UAE sets tough new goals for fuel efficiency of cars

The UAE has set its sights on increasing the average fuel efficiency of cars on its roads to 20.8 kilometres per litre by 2028 to meet its pledge to cut carbon emissions.
While oil rich, the UAE is taking steps to prepare motorists and other consumers for big changes. Ali Haider / EPA
While oil rich, the UAE is taking steps to prepare motorists and other consumers for big changes. Ali Haider / EPA

ABU DHABI // The UAE has set its sights on increasing the average fuel efficiency of cars on its roads to 20.8 kilometres per litre by 2028 to meet its pledge to cut carbon emissions.

The most recent statistics – from 2013 – showed average fuel economy in the UAE was 12.1km/l.

The regulations are part of a package of measures that the Emirates Authority for Standardisation and Metrology is hoping to implement to meet the Paris Agreement, which the UAE ratified last week in an attempt to lower its emissions to curb global warming by 2°C.

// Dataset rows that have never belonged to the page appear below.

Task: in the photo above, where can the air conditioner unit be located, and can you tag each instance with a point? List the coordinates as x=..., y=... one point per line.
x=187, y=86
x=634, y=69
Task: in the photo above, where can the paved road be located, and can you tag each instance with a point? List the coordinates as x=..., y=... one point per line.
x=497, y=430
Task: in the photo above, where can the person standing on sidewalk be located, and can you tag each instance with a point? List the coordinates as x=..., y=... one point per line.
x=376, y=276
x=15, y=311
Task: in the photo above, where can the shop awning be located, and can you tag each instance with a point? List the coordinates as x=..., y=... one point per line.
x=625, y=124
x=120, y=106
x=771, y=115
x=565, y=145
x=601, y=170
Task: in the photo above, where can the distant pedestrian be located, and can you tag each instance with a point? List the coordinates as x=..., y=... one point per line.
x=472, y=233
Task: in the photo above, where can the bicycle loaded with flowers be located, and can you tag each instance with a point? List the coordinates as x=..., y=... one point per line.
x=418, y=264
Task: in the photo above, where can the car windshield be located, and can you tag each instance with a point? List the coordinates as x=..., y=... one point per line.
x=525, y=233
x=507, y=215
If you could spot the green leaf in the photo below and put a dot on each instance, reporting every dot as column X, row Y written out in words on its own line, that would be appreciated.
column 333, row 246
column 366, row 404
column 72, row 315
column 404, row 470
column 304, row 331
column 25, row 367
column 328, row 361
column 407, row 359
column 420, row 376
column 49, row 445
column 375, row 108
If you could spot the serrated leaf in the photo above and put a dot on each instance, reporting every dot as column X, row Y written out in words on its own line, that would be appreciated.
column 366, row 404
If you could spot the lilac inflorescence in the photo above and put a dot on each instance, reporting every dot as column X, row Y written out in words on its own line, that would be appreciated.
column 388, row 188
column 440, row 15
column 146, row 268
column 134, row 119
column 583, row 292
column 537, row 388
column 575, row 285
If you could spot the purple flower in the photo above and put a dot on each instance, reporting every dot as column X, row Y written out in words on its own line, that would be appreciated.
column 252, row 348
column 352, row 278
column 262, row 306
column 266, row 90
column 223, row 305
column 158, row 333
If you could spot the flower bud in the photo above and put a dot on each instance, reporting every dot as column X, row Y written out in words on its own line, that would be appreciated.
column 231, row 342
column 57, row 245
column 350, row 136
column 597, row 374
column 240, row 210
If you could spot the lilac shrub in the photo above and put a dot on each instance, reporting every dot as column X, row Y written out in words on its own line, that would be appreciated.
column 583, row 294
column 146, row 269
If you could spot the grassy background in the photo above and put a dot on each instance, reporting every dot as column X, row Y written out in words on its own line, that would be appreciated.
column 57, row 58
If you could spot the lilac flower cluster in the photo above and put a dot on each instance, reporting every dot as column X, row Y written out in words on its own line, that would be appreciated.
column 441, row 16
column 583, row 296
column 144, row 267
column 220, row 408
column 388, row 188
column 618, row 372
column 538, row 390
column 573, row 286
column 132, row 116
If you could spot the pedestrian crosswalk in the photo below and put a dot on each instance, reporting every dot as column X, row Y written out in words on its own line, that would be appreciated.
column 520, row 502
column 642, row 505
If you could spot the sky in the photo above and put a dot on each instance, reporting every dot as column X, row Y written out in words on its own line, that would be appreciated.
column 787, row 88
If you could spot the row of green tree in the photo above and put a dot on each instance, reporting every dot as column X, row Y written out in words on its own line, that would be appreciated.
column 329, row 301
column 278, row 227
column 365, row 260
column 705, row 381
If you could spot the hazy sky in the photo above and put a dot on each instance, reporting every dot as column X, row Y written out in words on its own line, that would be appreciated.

The detail of the regulations are still under discussed, but when they come into effect next year, car manufacturers could be penalised for selling vehicles that are above the average fuel economy standard.

The efficiency figure is based on US corporate average fuel economy standards introduced to manage the increase in oil prices resulting from the Arab oil embargo of 1972.

Tanzeed Alam, climate and energy director at the Emirates Wildlife Society-WWF – which is involved in the project – said there would also be an effort to get more hybrid cars on the roads.

Mr Alam believed that the Government could promote the sale of hybrid vehicles through measures such as waiving vehicle registration fees or by having banks provide “green loans” with lower interest rates for people financing a hybrid vehicle.

While the ESMA has calculated that although hybrid vehicles cost an average of Dh2,000 more than their conventional counterparts, Mr Alam said this be reimbursed by savings on fuel.

“We are trying to find out what this will mean for the country. What does it mean in terms of fuel saving, outside manufacturing and what it means for the economics? But we know it will be a very positive outcome,” he said.

The UAE’s summers have held back the use of hybrid electric vehicles because batteries can be damaged by exposures to high temperatures.

Mr Alam hoped the new regulations would lead to manufacturers inventing more hybrid or fuel-efficient technologies that would cope with heat in the Gulf.

Dr Thani Al Zeyoudi, Minister of Climate Change and Environment, said the fuel efficiency regulations would be “a firm indication of the UAE’s commitment to stronger action on climate change”.

Earlier this week, the UAE committed to obtaining 27 per cent of its energy from nuclear and renewable sources, a rise from a commitment of 24 per cent made earlier in the year.